As for the fighting, compared to the authors of Z-channels, ordinary people have a much worse idea of what is happening at the front, says Ivan Filippov. Therefore, they may look for an explanation for the protracted war in conspiracy theories. “Very few people know the realities of the frontline and understand the fighting, the heavy losses, how little the Russians have advanced. People are looking for explanations as to why ‘Kyiv in three days’ has turned into a war that has lasted two and a half years,” the journalist believes.

Can Russia be suspected of not wanting to fight in full force?

From a military point of view, there are two obvious things Russia could do: use nuclear weapons and conduct a new mobilization.

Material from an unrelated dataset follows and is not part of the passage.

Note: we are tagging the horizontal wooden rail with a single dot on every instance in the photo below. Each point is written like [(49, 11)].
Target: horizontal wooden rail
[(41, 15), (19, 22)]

Since the war began, Putin has repeatedly stated that Russia would use nuclear weapons if necessary — if there was a threat to its existence and sovereignty. In June this year he said: “I do not believe that such an occasion has come. And there is no such necessity.” At the same time, Putin recognizes that the use of nuclear weapons could speed up the military’s tasks, but “even more important is concern for the lives and health of our guys who are fighting at the front.”

Things are not easy with a new wave of large-scale mobilization either. Perhaps the military would be able to recruit, as in the fall of 2022, a few hundred thousand more people. The question is whether it will be possible to find enough modern military equipment for the new units. Another problem is the shortage of officers, primarily junior and middle-ranking ones, military expert Yury Fedorov explained. Mediazona and BBC News Russian have confirmed the deaths of more than 3,800 officers of the Russian army and other security agencies in the war according to open sources.

Otherwise, neither Russia nor Ukraine now has weapons or tactics that could significantly change the course of the war, Robert Hamilton, a retired U.S. Army colonel and analyst at the Foreign Relations Research Institute (FPRI), told IStories. Both sides have strong defensive lines, intelligence, and a great ability to strike with long-range weapons. Because of this, it is difficult for the enemy to concentrate significant forces at the point of a possible breakthrough. The exception is the offensive of the AFU in the Kursk Oblast that began last week, where the Ukrainians managed to take advantage of the poorly protected border and poor coordination between the Russian military, Rosgvardia and border guards.

Ukrainian military on the border with Kursk Oblast, August 14, 2024
Ukrainian military on the border with Kursk Oblast, August 14, 2024
Photo: Roman PILIPEY / AFP / SCANPIX / LETA

As for the bridges over the Dnieper River, the Russian army probably simply lacks the capability to destroy more than 20 such robust engineering structures. “The most effective way to destroy the bridges is targeted bombardment, but given the threat of Ukrainian air defenses, it is very difficult to do so. Theoretically it can be done by drones and missiles, but their warhead is much smaller than that of a bomb, so a lot of such munitions would be needed,” Hamilton reasoned. Russian missiles are far inferior to American missiles in terms of accuracy, Igor Girkin said last year: “We can’t hit with our ‘ultra-precise’ missiles the way HIMARS hit. Even from a relatively short distance.”

Taking advantage of the fact that the Russian army does not strike pipelines is not easy either, Hamilton notes. In theory, the AFU could deploy fighters and equipment near them, but there is no guarantee that the Russians will not hit them and damage the pipes. If that happens, Ukraine will suffer serious reputational damage at the international level.